I panicked. Never had the idea of killing my child crossed my mind. Not for a second. I was only 14 at the time, but even then I knew this was so very wrong. I wanted to die: I had hit rock bottom and if my baby had to die I would die too. I tried to think of the least painful way to die: hang myself, turn on my Dad’s car and let it run in the garage? I didn’t know how to tie a noose or start a stick shift car, and no one I knew owned any guns. I tried cutting my wrists but there didn’t seem to be anything sharp enough and it hurt too much; I felt like a weak little failure. I couldn’t even kill myself!
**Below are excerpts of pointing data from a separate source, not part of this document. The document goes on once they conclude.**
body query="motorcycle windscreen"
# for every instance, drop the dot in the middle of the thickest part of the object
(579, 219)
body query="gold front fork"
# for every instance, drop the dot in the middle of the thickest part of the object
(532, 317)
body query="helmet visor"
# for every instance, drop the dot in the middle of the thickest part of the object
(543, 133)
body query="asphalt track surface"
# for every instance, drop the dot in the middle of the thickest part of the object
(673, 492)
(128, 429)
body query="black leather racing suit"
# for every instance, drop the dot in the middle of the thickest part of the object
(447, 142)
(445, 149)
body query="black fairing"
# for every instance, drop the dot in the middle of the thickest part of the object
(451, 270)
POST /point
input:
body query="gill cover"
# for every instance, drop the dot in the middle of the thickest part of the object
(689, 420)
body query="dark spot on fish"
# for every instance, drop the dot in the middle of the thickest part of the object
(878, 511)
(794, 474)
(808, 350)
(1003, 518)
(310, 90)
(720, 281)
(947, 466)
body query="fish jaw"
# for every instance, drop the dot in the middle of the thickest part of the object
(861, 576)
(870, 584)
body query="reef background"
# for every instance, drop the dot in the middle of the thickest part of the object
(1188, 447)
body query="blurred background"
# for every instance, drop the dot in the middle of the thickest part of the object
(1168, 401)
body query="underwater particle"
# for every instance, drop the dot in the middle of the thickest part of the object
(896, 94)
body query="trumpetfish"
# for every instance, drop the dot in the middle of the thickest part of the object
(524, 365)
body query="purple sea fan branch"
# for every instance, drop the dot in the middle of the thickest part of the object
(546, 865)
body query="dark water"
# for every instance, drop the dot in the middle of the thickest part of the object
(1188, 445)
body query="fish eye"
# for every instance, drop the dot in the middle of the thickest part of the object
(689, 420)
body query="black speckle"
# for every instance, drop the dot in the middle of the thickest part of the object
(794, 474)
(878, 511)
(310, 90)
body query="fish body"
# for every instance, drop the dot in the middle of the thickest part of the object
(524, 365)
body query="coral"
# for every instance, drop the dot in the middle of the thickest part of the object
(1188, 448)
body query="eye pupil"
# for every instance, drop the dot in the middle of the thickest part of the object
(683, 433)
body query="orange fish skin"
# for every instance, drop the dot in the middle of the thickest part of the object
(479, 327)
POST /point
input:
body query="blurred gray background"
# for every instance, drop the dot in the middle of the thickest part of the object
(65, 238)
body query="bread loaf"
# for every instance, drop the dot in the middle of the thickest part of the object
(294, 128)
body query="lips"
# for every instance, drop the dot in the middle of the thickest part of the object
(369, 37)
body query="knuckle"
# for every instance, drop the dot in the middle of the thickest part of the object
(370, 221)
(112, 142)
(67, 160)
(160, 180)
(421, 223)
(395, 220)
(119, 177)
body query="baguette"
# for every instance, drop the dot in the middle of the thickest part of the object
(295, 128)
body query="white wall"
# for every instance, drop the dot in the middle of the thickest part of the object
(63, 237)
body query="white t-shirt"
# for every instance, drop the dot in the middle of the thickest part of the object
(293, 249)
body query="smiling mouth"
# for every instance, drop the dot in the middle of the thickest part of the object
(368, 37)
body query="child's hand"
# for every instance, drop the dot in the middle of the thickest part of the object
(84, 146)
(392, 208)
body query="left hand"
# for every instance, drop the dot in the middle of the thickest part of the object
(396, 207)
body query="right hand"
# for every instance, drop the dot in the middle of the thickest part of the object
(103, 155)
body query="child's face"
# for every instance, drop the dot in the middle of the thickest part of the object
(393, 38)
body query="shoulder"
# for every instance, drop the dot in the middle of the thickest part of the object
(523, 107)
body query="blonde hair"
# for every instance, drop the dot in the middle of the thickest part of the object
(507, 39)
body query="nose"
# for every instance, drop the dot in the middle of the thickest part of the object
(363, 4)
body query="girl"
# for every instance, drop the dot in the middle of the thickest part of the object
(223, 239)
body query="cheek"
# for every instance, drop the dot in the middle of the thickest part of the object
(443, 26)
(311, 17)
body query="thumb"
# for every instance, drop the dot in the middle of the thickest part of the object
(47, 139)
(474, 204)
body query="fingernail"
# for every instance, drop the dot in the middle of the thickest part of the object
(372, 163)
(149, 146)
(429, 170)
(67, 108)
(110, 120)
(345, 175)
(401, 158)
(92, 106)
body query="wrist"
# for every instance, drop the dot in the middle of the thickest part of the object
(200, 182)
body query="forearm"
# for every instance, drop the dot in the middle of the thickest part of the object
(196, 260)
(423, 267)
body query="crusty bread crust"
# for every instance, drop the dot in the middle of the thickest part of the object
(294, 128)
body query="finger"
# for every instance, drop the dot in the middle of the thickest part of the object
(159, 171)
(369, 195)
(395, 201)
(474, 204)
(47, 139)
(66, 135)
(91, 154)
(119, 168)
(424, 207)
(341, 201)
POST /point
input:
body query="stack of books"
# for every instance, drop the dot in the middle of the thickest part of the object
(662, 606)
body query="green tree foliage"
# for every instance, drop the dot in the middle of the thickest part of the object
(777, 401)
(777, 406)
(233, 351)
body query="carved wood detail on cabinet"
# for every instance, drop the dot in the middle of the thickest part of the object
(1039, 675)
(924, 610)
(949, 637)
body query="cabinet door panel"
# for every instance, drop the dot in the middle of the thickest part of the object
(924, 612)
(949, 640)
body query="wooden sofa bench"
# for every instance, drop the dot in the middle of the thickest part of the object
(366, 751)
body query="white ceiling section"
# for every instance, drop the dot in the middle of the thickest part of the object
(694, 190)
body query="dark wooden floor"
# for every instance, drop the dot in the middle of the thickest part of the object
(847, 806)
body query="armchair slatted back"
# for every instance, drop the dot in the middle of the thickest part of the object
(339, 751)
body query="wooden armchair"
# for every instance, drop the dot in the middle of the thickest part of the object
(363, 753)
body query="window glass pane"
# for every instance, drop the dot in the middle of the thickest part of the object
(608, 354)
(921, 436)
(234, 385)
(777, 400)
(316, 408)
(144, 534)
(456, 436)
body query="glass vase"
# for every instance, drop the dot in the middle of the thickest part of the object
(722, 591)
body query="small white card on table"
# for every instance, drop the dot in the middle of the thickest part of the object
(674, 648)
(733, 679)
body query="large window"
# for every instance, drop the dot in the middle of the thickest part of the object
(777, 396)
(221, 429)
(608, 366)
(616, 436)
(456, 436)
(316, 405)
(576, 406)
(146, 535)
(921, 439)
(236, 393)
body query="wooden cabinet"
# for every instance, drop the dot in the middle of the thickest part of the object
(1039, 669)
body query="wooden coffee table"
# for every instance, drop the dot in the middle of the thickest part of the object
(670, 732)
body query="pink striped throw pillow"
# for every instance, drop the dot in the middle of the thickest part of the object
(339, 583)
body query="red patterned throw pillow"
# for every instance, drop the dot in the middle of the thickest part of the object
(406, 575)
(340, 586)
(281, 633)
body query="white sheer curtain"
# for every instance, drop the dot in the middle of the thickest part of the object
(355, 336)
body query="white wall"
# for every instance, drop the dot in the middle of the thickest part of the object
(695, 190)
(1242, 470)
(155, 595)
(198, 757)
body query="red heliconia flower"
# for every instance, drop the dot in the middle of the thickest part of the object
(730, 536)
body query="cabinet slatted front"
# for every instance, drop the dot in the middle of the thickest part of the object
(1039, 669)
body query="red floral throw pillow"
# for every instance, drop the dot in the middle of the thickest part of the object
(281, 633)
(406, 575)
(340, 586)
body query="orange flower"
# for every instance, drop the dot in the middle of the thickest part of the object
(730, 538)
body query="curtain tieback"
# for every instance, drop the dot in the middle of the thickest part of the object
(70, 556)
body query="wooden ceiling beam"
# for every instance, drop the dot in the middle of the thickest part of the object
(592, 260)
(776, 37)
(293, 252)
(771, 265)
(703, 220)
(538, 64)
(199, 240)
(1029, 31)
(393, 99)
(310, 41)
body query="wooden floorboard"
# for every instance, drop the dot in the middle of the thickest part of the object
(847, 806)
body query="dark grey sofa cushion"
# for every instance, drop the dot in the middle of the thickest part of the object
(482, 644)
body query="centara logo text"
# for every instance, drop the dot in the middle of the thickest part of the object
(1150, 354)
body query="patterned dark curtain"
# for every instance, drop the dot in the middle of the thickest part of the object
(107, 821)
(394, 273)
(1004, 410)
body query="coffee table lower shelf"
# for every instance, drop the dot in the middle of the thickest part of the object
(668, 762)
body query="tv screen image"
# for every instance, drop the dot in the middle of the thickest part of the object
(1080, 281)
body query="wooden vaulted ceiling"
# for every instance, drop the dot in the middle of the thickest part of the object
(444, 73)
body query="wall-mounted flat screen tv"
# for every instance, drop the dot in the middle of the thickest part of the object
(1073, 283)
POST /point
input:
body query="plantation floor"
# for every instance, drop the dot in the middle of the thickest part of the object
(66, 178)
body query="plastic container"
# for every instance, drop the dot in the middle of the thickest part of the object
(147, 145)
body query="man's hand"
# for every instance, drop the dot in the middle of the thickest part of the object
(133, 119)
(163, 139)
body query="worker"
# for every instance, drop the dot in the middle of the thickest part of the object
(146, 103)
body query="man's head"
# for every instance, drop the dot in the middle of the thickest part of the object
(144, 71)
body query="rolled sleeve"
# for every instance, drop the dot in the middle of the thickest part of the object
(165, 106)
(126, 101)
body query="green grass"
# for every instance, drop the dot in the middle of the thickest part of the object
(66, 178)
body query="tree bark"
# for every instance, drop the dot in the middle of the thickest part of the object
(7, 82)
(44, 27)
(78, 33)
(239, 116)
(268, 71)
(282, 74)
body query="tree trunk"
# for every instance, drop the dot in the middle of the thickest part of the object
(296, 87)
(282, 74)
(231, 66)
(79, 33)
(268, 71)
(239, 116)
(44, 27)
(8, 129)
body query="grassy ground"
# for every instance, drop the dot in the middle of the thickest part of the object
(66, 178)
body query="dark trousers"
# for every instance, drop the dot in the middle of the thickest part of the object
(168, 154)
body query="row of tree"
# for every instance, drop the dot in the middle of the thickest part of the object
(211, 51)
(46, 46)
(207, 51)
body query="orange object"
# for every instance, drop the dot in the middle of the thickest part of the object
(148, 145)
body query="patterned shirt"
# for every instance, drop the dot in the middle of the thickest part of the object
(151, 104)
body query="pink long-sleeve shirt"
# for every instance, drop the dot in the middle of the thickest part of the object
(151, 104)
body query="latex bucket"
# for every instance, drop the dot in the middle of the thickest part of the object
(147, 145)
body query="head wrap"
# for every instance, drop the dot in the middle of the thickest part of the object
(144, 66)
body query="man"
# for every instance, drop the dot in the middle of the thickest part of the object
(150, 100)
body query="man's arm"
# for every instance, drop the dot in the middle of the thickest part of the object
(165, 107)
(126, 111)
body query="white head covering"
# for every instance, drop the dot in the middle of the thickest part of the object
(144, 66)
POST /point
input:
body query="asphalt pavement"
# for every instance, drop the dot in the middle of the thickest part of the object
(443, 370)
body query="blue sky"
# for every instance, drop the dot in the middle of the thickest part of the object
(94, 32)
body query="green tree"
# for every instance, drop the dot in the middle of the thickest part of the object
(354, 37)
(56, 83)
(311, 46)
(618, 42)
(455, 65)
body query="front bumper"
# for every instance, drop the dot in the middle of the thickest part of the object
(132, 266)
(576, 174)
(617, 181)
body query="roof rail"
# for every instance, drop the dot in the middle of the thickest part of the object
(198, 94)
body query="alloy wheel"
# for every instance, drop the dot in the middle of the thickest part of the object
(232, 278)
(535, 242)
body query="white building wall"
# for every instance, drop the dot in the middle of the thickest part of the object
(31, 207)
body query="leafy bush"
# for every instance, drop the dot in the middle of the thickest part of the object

The regret: The morning of my abortion, I sobbed silently in the shower. I jabbed my belly with my finger and called my baby a parasite, trying to distance myself from what I was about to do. My heart wasn’t in those words but I knew if I was going to have to do this I had to do everything I could to keep my mind from envisioning a little face that would never be. I found out later in my junior year health class that my baby had developed to the point of looking like a person with arms, legs, and a head, and could feel pain. That will haunt me for the rest of my life. My baby’s name is Natalie and she would have been born in November. She would be almost 8 years old now and going into the 3rd grade. I wonder sometimes if she would have been blond like me, if she would have liked to draw and paint. I would trade every success and milestone in my life to have her back. On this earth I will never be able to hold her, kiss her good night, or tell her I’m sorry. I wish I’d had the courage to stand up for Baby Natti."
Silent no more awareness campaign, testimonies
Abortion causes suicide
In an interview of post-abortive women in Kentucky: Seven of the eight women said they had considered suicide over their abortion.
NY Times: Some Abortion Foes Forgo Politics for Quiet Talk
By John Leland: 1-16-2006
I was so misled
Becki: blamed the abortion industry for her guilt and depression, for fostering a sanitized view among young women that ending a pregnancy was as simple as ending a toothache. "I was so misled, and since then I have dealt with so much regret and depression. The things that I did to myself to punish myself for the mistakes I made, it was life-altering. When you're scared, you're so trusting and believing in what they're telling you. ... They make you feel this is a mistake that can be corrected on your lunch hour."